ITPub博客

首页 > Linux操作系统 > Linux操作系统 > oracle实验记录 (oracle 详细分析redo(2))

oracle实验记录 (oracle 详细分析redo(2))

原创 Linux操作系统 作者:fufuh2o 时间:2009-10-23 14:27:56 0 删除 编辑

*******关于log buffer的 设置************
 

 

 

Tuning the Log Buffer Size
Normally, tuning the log buffer size is a matter of careful balance, but you can have your cake and eat it too by using the hidden _log_io_size parameter.

How is log buffer space used?
The log buffer in the SGA is internally divided into blocks of the log block size. The value specified by the log_buffer parameter must be a multiple of the log block size. On some operating systems it is rounded up at instance start-up if necessary. Each block in the log buffer maps to a block in the current online log file, most of the time.

Consider for example the instance illustrated in the following figure. This instance has 100 log blocks in the log buffer. After a log switch, an SGA variable (b) is set to indicate that the base disk block for the log buffer is block 2. Another SGA variable (i) is used for the index into the log buffer for redo generation. This is shown as pointing to log buffer block 30 shortly after the log switch. A little later, after several log writes have occurred, the base disk block for the log buffer is disk block 82. This maps to log buffer block 81. Redo generation continues and wraps from log buffer block 100 to log buffer block 1. At the moment illustrated the index into the log buffer for redo generation is block 5. This maps to disk block 106. The log buffer is used cyclically in this way until i maps to the last block in the log file.

 

When does LGWR write?
There are two classes of LGWR writes: background writes, and sync writes. The distinction is merely as to whether another process has to wait for the log write to complete.

A background write by LGWR can be triggered in either of two ways. Whenever a process allocates space in the log buffer, the number of used log buffer blocks is calculated. This calculation is based on the two SGA variables mentioned above, and is performed under the protection of the redo allocation latch. If the number of used blocks is greater than or equal to the number of blocks specified by the _log_io_size parameter, and if LGWR is not already active, then LGWR is posted to perform. a background write. The default value for _log_io_size is 1/3 of the log buffer expressed in log blocks (with an upper bound equivalent to 1M under Oracle8). If more than this number of log buffer blocks are used, then the redo allocation latch is released and the redo writing latch is taken to check whether LGWR is already active.

When LGWR is waiting to be posted, it sleeps on an rdbms ipc message wait with a timeout of 3 seconds (as does DBWn). A background write may also be performed if this sleep times out and LGWR finds that there is some redo available to write.

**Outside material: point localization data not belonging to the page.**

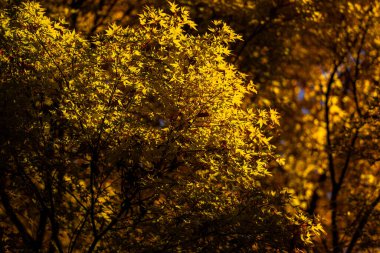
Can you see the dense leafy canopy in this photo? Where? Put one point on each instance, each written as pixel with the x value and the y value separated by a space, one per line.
pixel 136 139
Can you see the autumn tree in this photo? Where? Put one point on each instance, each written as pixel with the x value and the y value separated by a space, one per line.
pixel 135 140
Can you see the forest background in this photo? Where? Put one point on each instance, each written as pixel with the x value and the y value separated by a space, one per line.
pixel 309 123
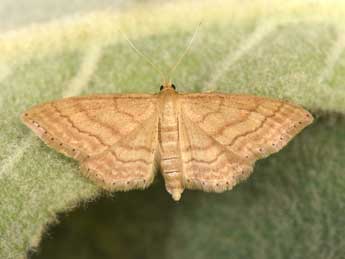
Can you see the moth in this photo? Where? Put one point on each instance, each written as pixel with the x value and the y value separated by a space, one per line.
pixel 204 141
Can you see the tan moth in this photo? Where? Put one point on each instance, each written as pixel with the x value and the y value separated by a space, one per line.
pixel 205 141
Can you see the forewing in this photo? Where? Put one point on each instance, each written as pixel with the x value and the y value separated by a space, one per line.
pixel 250 126
pixel 130 163
pixel 242 129
pixel 80 127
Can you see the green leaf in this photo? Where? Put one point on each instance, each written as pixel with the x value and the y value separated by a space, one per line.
pixel 291 207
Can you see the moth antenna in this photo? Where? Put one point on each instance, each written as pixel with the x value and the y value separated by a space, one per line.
pixel 173 68
pixel 147 59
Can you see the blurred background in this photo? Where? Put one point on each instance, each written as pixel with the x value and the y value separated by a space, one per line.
pixel 292 206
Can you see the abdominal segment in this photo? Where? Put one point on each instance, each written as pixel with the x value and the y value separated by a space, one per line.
pixel 170 153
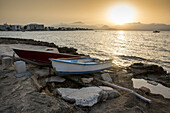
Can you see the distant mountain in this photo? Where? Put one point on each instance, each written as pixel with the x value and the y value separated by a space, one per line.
pixel 78 22
pixel 141 26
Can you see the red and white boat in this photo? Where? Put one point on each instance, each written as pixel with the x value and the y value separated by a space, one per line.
pixel 40 57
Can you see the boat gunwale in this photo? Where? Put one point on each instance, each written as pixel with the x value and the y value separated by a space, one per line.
pixel 79 63
pixel 82 72
pixel 41 51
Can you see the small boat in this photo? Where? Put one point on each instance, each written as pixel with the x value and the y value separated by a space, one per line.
pixel 40 57
pixel 156 31
pixel 79 65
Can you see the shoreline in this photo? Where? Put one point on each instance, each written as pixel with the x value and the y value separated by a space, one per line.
pixel 120 75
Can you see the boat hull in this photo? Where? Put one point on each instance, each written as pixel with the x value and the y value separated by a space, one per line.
pixel 71 68
pixel 40 57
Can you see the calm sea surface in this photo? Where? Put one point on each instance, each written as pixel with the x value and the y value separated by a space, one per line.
pixel 124 47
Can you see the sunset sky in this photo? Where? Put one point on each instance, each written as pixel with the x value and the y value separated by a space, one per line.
pixel 107 12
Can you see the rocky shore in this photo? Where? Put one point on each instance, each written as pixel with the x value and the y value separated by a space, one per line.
pixel 41 92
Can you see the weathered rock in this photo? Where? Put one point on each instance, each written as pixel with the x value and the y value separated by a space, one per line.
pixel 20 67
pixel 109 93
pixel 140 68
pixel 26 74
pixel 87 80
pixel 106 77
pixel 145 90
pixel 17 95
pixel 83 97
pixel 55 79
pixel 6 62
pixel 42 72
pixel 152 82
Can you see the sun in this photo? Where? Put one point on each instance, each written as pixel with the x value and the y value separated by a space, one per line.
pixel 121 14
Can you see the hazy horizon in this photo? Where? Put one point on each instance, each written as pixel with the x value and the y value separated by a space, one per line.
pixel 107 12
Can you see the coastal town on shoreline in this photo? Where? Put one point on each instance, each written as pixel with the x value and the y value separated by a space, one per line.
pixel 37 27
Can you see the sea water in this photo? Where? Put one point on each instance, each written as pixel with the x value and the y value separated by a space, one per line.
pixel 124 47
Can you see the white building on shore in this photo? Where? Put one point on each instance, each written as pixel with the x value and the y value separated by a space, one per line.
pixel 7 27
pixel 30 27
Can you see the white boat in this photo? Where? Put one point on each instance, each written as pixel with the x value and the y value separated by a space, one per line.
pixel 79 65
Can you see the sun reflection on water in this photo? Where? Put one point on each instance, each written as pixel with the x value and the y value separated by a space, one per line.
pixel 120 43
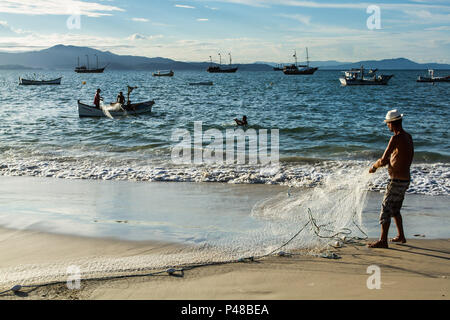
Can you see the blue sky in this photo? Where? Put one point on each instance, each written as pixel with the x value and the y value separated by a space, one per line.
pixel 252 30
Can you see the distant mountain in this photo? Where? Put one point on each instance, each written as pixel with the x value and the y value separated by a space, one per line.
pixel 63 57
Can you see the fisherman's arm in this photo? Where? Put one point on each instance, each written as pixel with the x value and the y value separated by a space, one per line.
pixel 386 156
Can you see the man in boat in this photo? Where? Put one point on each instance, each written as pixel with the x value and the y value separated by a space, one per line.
pixel 97 99
pixel 242 122
pixel 121 98
pixel 398 157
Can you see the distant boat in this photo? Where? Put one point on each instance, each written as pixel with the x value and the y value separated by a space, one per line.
pixel 360 77
pixel 85 110
pixel 87 69
pixel 163 73
pixel 279 67
pixel 432 78
pixel 205 83
pixel 296 69
pixel 220 69
pixel 26 82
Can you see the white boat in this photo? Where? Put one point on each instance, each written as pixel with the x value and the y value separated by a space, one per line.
pixel 85 110
pixel 26 82
pixel 163 73
pixel 359 77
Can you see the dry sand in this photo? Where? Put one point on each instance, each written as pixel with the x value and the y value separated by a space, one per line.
pixel 416 270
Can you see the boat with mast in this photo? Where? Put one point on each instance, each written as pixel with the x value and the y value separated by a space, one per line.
pixel 87 69
pixel 361 77
pixel 432 78
pixel 219 68
pixel 296 69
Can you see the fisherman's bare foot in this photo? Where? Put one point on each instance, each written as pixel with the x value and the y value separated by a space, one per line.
pixel 398 240
pixel 378 244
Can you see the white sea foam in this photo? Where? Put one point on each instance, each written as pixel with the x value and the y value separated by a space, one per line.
pixel 429 179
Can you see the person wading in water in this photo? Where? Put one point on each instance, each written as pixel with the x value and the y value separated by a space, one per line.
pixel 398 156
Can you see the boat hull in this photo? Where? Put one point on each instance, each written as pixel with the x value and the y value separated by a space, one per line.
pixel 25 82
pixel 382 81
pixel 293 72
pixel 85 110
pixel 90 70
pixel 220 70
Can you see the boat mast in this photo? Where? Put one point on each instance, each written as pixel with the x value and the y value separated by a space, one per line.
pixel 307 57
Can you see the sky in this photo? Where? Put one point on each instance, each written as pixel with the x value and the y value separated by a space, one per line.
pixel 251 30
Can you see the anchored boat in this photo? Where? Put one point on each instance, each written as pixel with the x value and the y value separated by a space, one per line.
pixel 296 69
pixel 163 73
pixel 87 69
pixel 26 82
pixel 432 78
pixel 219 68
pixel 114 110
pixel 359 76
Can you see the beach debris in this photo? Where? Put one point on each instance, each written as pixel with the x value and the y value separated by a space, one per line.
pixel 330 255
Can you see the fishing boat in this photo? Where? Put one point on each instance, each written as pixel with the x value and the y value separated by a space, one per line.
pixel 219 68
pixel 361 77
pixel 279 67
pixel 85 110
pixel 163 73
pixel 26 82
pixel 295 69
pixel 205 83
pixel 87 69
pixel 432 78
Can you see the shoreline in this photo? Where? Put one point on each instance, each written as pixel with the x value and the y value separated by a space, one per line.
pixel 415 270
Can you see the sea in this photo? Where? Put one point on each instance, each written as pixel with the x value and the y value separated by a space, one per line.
pixel 323 126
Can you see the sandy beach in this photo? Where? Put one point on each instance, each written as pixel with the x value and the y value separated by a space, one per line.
pixel 416 270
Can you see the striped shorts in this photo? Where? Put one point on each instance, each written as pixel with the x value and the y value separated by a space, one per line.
pixel 393 199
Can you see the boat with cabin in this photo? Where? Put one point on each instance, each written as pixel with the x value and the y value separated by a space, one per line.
pixel 296 69
pixel 219 68
pixel 432 78
pixel 363 77
pixel 87 69
pixel 27 82
pixel 163 73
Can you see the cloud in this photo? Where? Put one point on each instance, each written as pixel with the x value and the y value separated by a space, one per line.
pixel 140 19
pixel 56 7
pixel 184 6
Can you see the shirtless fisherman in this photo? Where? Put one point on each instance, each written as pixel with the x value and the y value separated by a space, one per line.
pixel 398 156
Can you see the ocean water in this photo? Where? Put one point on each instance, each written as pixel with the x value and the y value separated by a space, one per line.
pixel 324 128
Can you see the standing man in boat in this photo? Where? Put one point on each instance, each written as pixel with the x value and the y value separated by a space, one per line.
pixel 398 156
pixel 97 99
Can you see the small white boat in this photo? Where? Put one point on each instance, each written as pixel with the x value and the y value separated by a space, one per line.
pixel 26 82
pixel 205 83
pixel 163 73
pixel 85 110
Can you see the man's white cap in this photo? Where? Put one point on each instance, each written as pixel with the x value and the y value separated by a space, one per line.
pixel 393 115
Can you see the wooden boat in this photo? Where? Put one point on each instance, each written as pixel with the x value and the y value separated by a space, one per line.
pixel 296 69
pixel 206 83
pixel 355 77
pixel 219 68
pixel 163 73
pixel 85 110
pixel 84 69
pixel 26 82
pixel 432 78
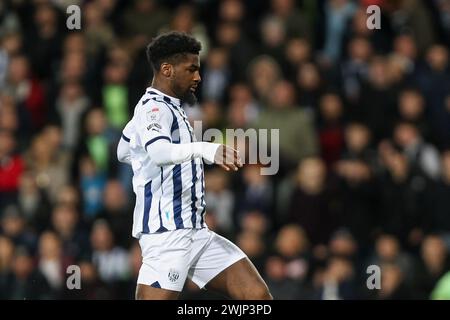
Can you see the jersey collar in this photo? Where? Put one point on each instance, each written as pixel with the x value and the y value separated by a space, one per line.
pixel 174 101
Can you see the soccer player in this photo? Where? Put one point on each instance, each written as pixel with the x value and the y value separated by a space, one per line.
pixel 169 184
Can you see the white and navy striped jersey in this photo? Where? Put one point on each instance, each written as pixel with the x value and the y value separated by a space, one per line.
pixel 167 197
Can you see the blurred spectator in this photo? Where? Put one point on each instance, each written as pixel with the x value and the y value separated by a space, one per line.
pixel 216 75
pixel 297 51
pixel 184 20
pixel 65 222
pixel 92 288
pixel 434 81
pixel 7 249
pixel 92 183
pixel 438 204
pixel 311 203
pixel 115 93
pixel 11 168
pixel 26 90
pixel 51 261
pixel 292 245
pixel 43 39
pixel 26 282
pixel 48 165
pixel 71 106
pixel 421 155
pixel 99 142
pixel 137 24
pixel 337 15
pixel 337 281
pixel 254 246
pixel 393 286
pixel 14 226
pixel 97 31
pixel 441 291
pixel 310 85
pixel 221 199
pixel 403 197
pixel 257 193
pixel 263 73
pixel 116 212
pixel 434 263
pixel 330 127
pixel 376 106
pixel 111 260
pixel 295 22
pixel 388 250
pixel 34 203
pixel 354 70
pixel 363 114
pixel 280 286
pixel 411 107
pixel 356 183
pixel 297 135
pixel 412 15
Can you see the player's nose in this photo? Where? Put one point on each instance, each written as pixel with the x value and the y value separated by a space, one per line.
pixel 197 77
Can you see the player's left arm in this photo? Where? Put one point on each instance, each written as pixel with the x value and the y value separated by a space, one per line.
pixel 123 148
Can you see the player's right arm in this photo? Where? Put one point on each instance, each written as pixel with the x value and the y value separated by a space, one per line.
pixel 154 128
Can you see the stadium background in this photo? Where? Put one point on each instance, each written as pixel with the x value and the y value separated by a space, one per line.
pixel 364 119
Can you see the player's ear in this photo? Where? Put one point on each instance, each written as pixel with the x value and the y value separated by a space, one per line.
pixel 166 69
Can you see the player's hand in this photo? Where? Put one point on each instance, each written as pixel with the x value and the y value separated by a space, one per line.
pixel 228 158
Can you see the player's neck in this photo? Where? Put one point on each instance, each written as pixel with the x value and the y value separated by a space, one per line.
pixel 163 87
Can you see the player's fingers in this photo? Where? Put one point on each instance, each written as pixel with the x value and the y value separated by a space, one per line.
pixel 224 166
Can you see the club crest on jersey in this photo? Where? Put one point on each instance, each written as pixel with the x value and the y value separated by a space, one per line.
pixel 173 275
pixel 154 126
pixel 153 115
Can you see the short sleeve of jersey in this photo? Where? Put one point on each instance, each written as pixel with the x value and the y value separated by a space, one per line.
pixel 128 131
pixel 153 122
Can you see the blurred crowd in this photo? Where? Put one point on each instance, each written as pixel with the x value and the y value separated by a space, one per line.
pixel 364 119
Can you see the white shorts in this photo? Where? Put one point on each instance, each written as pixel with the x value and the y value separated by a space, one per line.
pixel 169 257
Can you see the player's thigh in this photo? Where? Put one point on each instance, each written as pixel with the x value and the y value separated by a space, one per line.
pixel 240 281
pixel 165 263
pixel 224 268
pixel 145 292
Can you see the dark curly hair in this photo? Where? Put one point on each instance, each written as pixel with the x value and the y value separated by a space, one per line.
pixel 169 47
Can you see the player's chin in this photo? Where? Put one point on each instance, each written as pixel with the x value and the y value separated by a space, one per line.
pixel 190 98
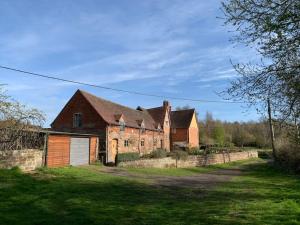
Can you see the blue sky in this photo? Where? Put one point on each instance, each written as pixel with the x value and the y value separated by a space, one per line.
pixel 173 48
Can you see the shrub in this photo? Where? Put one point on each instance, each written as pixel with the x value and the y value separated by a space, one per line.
pixel 265 154
pixel 288 156
pixel 159 153
pixel 129 156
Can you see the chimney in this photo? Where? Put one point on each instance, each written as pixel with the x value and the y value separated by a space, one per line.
pixel 166 105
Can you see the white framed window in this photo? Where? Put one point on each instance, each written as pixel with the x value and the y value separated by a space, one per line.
pixel 77 120
pixel 126 143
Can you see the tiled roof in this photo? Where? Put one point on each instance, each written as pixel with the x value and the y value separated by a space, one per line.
pixel 182 118
pixel 158 114
pixel 109 111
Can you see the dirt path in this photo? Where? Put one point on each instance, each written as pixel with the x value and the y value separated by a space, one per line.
pixel 201 180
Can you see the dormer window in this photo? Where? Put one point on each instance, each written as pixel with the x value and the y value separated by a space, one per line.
pixel 120 119
pixel 77 120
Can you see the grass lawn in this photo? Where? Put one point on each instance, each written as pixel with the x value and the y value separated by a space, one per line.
pixel 261 195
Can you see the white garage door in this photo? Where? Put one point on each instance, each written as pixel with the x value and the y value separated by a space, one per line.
pixel 79 151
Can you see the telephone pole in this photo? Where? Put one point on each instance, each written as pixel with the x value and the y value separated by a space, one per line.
pixel 271 128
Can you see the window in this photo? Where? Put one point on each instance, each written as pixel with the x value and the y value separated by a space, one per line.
pixel 77 120
pixel 126 143
pixel 122 125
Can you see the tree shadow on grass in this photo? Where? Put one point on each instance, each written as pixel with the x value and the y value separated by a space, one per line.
pixel 72 196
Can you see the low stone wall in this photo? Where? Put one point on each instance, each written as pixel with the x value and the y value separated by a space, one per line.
pixel 26 160
pixel 192 161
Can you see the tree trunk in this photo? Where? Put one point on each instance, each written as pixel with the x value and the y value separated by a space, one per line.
pixel 271 129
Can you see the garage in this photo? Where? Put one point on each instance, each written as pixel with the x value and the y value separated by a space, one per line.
pixel 64 149
pixel 79 151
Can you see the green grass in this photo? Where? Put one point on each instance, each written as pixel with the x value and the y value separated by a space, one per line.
pixel 185 171
pixel 263 195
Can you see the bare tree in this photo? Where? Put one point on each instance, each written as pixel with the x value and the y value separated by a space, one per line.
pixel 273 28
pixel 17 122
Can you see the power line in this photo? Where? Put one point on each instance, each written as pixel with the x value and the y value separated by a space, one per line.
pixel 113 89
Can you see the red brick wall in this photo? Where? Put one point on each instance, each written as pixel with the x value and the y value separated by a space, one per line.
pixel 91 122
pixel 93 149
pixel 134 137
pixel 179 135
pixel 193 137
pixel 58 152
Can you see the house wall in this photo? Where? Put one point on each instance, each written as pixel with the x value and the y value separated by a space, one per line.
pixel 93 149
pixel 134 137
pixel 91 122
pixel 179 135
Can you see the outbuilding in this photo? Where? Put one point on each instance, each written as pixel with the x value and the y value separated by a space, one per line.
pixel 64 149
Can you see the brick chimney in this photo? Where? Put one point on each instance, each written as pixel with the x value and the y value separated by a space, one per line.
pixel 166 105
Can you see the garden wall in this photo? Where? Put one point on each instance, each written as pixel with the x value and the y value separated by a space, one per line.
pixel 26 160
pixel 192 161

The most common cause of log sync writes is the end of a transaction. When a process finishes a transaction, normally with a commit, it generates a commit marker in the redo stream. However, the transaction is not recoverable until the log block containing that commit marker has been flushed to disk. Therefore, before the process finishing the transaction can continue, it must wait for LGWR to flush that log block to disk. That process therefore posts LGWR and then sleeps on a log file sync wait with a timeout of 1 second. If several commits occur in distinct transactions before LGWR wakes up, then the commit markers are all flushed to disk in a single sync write. This is sometimes called a group commit .

The only other process to wait for log sync writes is DBWn. DBWn cannot write a database block to disc if the redo for the most recent change to that block has not yet been flushed to the redo log file. Otherwise, if the instance were to crash before that redo could be written, there would be no way to rollback those uncommitted changes, because the redo for the corresponding undo would not yet have been written either, because it would have been part of the same unwritten redo entry.

To prevent this, Oracle maintains a record of the most recent change to each current mode database block in the buffer header structure. This is stored as a redo block address (RBA) comprised of the log file sequence number, the log file block number and an offset into the block in bytes. There are three redo block addresses in the buffer header structure - the low RBA, the recovery RBA and the high RBA. It is the high RBA that is used at this point. Before writing a batch of database blocks, DBWn finds the highest high redo block address that needs to be synced before the batch can be written. DBWn then takes the redo allocation latch to ensure that the required redo block address has already been written by LGWR, and if not, it posts LGWR and sleeps on a log file sync wait.

What if the log buffer is too small?
If the log buffer is too small, then log buffer space waits will be seen during bursts of redo generation. LGWR may not begin to write redo until the _log_io_size threshold (by default, 1/3 of the log buffer or 1M whichever is less) has been exceeded, and the remainder of the log buffer may be filled before LGWR can complete its writes and free some space in the log buffer.

Ideally, the log buffer should be large enough to cope with all bursts of redo generation, without any log buffer space waits. Commonly, the most severe bursts of redo generation occur immediately after a log switch, when redo generation has been disabled for some time, and there is a backlog of demand for log buffer space.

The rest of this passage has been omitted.